En faisant de rites pratiqués lors des premiers temps de la chrétienté la base de ses recherches, l’abbé Brion signifiait que la nécessité de rompre avec les modèles de l’architecture religieuse traditionnelle résultait autant de leur inadaptation aux caractéristiques de l’époque contemporaine que de leur manque d’authenticité.

En effet, « la messe de saint Justin » permettait d’autant mieux de justifier la rupture avec une architecture jugée obsolète que sa simplicité et son dépouillement s’apparentaient à la ligne sociologique et pastorale contemporaine décrite par l’abbé Brion : intériorisation du christianisme, retour à l’essentiel, simplicité des formes, rejet du triomphalisme. D’autre part, toujours selon l’abbé Brion, la liturgie, en évoluant peu à peu et quasi spontanément, conduisait à une simplification des rites. « ‘Confusément depuis des années », écrit-il, « les circonstances ont amené le clergé à abandonner les grandes cérémonies, les grands-messes et à se rapprocher d’un type de réunion dominicale fort mal réglée généralement, faute de technique, mais qui tend à se rapprocher de la messe de saint Justin’ »436.

Après avoir abordé « la ligne liturgique », l’abbé Brion esquissait une « ligne architecturale » pour laquelle il rappellait d’abord que l’une des nouveautés les plus révolutionnaires du christianisme fut de libérer le culte de ses attaches à des lieux déterminés pour le transporter partout où se trouvent des fidèles. Il soulignait ainsi que les réunions liturgiques chrétiennes ne sont pas dépendantes de lieux de culte spécifiques. « l’Eucharistie », écrit-il, « ‘parce qu’elle n’est pas liée à une forme de célébration , n’est pas liée à une forme de local ’»437. Ainsi, la messe peut se dérouler n’importe où, même en plein air, dès lors qu’il y a un autel et une réunion de quelques fidèles. « ‘L’Eglise doit se trouver à l’aise pour célébrer son Eucharistie très simplifiée, ramenée à ses lignes essentielles, dans n’importe quel local public’ »438.

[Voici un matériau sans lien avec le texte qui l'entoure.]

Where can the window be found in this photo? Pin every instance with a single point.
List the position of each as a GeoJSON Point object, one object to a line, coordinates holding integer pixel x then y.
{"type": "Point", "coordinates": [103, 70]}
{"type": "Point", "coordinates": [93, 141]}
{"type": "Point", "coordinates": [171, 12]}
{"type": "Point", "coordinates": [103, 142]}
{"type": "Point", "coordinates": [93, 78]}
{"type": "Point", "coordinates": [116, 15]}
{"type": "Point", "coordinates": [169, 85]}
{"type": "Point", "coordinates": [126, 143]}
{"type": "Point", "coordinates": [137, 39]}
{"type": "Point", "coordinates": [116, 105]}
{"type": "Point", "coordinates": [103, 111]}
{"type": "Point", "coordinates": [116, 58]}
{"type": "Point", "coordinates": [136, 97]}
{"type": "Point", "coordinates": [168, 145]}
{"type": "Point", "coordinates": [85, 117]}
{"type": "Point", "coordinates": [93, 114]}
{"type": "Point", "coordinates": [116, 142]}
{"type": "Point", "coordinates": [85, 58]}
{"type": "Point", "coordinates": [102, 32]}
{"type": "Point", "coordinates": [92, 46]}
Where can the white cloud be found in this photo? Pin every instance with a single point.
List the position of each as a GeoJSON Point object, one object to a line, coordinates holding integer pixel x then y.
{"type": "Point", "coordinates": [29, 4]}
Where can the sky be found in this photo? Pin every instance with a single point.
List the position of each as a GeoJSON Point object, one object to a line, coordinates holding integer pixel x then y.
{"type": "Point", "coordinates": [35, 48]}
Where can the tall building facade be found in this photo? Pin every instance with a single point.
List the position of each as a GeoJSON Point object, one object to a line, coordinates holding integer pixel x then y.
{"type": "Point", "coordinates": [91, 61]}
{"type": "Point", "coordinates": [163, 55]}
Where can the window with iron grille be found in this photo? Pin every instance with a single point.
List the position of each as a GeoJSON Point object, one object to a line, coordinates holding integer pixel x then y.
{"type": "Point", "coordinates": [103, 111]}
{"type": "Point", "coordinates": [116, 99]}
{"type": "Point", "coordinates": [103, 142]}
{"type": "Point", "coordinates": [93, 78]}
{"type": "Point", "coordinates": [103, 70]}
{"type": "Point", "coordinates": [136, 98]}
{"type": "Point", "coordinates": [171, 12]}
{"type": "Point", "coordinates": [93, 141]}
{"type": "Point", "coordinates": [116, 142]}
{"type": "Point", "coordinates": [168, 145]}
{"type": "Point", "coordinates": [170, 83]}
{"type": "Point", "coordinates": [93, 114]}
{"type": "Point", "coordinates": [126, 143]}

Les « lignes de recherche » convergaient vers un projet qui, par ses caractéristiques, s’éloignait radicalement de la conception traditionnelle de l’église. L’abbé Brion suggèrait, en effet, d’abandonner le principe de l’église comme édifice singulier pour se contenter d’utiliser, pour les réunions de la communauté chrétienne, des locaux utilisés à d’autres fins en dehors des cultes. Ces locaux ne seraient aménagés que de manière occasionnelle, le caractère sacré devant être exclusivement apporté par l’autel.

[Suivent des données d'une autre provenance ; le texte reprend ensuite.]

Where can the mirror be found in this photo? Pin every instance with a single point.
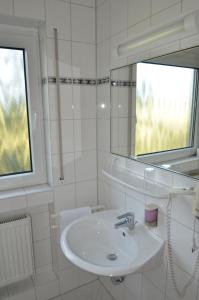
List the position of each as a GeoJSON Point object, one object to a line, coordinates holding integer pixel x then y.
{"type": "Point", "coordinates": [154, 111]}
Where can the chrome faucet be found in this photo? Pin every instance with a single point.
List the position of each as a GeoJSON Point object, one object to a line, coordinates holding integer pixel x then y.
{"type": "Point", "coordinates": [127, 220]}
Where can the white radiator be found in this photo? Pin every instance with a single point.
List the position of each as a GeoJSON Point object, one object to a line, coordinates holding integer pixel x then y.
{"type": "Point", "coordinates": [16, 250]}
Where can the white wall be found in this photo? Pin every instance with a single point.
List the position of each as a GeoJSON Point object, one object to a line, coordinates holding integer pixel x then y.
{"type": "Point", "coordinates": [75, 21]}
{"type": "Point", "coordinates": [116, 20]}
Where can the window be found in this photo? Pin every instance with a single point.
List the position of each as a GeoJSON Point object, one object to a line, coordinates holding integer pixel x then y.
{"type": "Point", "coordinates": [164, 111]}
{"type": "Point", "coordinates": [22, 148]}
{"type": "Point", "coordinates": [15, 150]}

Ce projet qui visait, dans son forme la plus radicale, à dissoudre l’édifice religieux dans le trame urbaine, à l’inscrire dans le fonctionnement d’équipements existants, était l’expression d’une Eglise réduite à son essence, c’est à dire constituée par la seule réunion, dans quelque lieu que ce soit, des fidèles. Il était l’antithèse de l’église monumentale et localisée dont on constatait alors que nombre d’entre elles étaient délaissées par les croyants partis vivre et travailler dans d’autres quartiers ou d’autres villes.

Cependant, l’abbé Brion admettait que ce projet ne pouvait pas être accepté sous cette forme par les catholiques pratiquants, leurs mentalités demeurant attachées à l’identification d’un lieu de rassemblement singulier concrétisé par un édifice visible dans la ville. Puisqu’il ne pouvait être question de réaliser ce projet « ‘dans l’état actuel des psychologies’ », il proposa de renverser la proposition et d’ouvrir l’église à la vie sociale profane en construisant dans un premier temps des locaux qui puissent servir à d’autres usages que le culte ou, nuançait-il, ‘« tels que l’on puisse au moins penser qu’ils pourraient servir à d’autres usages’ »439.

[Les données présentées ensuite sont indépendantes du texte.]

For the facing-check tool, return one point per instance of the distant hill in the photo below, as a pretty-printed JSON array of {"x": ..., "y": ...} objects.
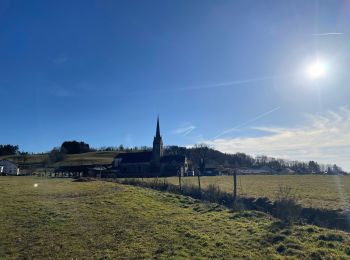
[{"x": 213, "y": 158}]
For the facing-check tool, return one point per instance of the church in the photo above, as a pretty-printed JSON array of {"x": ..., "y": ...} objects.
[{"x": 150, "y": 163}]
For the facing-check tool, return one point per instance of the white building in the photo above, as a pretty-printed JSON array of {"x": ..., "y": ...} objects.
[{"x": 8, "y": 168}]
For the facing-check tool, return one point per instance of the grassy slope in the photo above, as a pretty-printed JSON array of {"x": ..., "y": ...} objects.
[
  {"x": 65, "y": 219},
  {"x": 332, "y": 192},
  {"x": 70, "y": 159}
]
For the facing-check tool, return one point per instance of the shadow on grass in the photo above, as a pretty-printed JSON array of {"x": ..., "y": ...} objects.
[{"x": 285, "y": 208}]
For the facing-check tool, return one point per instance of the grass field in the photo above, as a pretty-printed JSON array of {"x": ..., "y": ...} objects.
[
  {"x": 37, "y": 160},
  {"x": 331, "y": 192},
  {"x": 64, "y": 219}
]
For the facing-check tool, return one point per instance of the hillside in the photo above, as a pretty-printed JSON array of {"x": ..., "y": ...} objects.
[
  {"x": 39, "y": 160},
  {"x": 64, "y": 219}
]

Lors d’une réunion du Comité National des Constructions d’Eglises en janvier 1966, l’abbé Brion revint sur cette proposition en insistant sur le manque de « rentabilité » de l’église : « ‘M. Brion fait remarquer que l’on se heurte à un mur. La question essentielle est un problème de pastorale. L’église n’est pas “rentable” parce qu’en fait elle est utilisée pour peu de temps. Selon M. Brion, le seul moyen pour résoudre ce problème est d’utiliser l’église pour d’autres fonctions nobles’ »440.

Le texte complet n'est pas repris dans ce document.